In 2004, when color printers were still somewhat novel, PCWorld magazine published an article headlined: “Government Uses Color Laser Printer Technology to Track Documents.”
It was one of the first news reports on a quiet practice that had been going on for 20 years. It revealed that color printers embed in printed documents coded patterns that contain the printer’s serial number, and the date and time the documents were printed. The patterns are made up of dots, less than a millimeter in diameter and a shade of yellow that, when placed on a white background, cannot be detected by the naked eye.
The existence of the hidden dots gained renewed interest this week when they were found embedded in a top-secret report by the US National Security Agency (NSA) that was published by The Intercept on June 5. About an hour after the report was published, the Department of Justice (DOJ) announced that the Federal Bureau of Investigation (FBI) had arrested a suspected leaker.
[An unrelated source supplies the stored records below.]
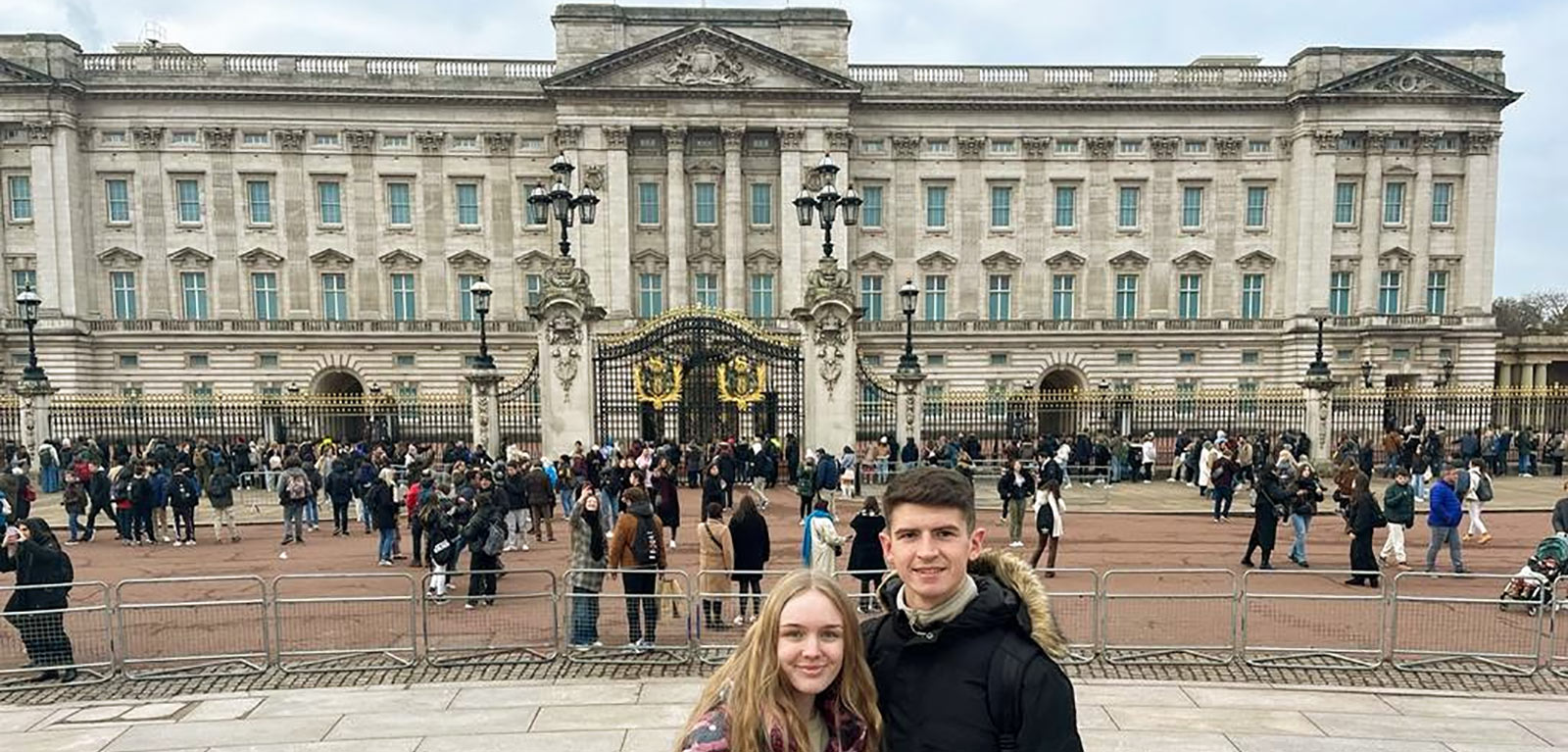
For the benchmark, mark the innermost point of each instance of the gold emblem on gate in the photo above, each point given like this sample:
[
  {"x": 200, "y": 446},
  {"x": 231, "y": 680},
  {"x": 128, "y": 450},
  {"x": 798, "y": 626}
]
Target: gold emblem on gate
[
  {"x": 658, "y": 381},
  {"x": 741, "y": 381}
]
The 25-year-old NSA contractor, Reality Leigh Winner, was charged “with removing classified material from a government facility and mailing it to a news outlet.”
In an affidavit released by the DOJ, an FBI agent described how Winner had been tracked down. The scanned copy of the document, which The Intercept had given to the government to confirm its authenticity, “appeared to be folded and/or creased,” the agent wrote, “suggesting they had been printed and hand-carried out of a secured space.”
When researchers later discovered the tracking dots embedded in the document, many quickly assumed that the NSA had used them to find Winner. However, according to the affidavit, an internal government audit found that only six people had printed out the classified documents. Winner was one of those six people, and the audit found that she had also sent an email to the news outlet from her work computer. An analysis of the dots was therefore probably not necessary to track down Winner, despite several misleading news reports that suggest otherwise. But their presence has nonetheless resurfaced long-standing privacy concerns.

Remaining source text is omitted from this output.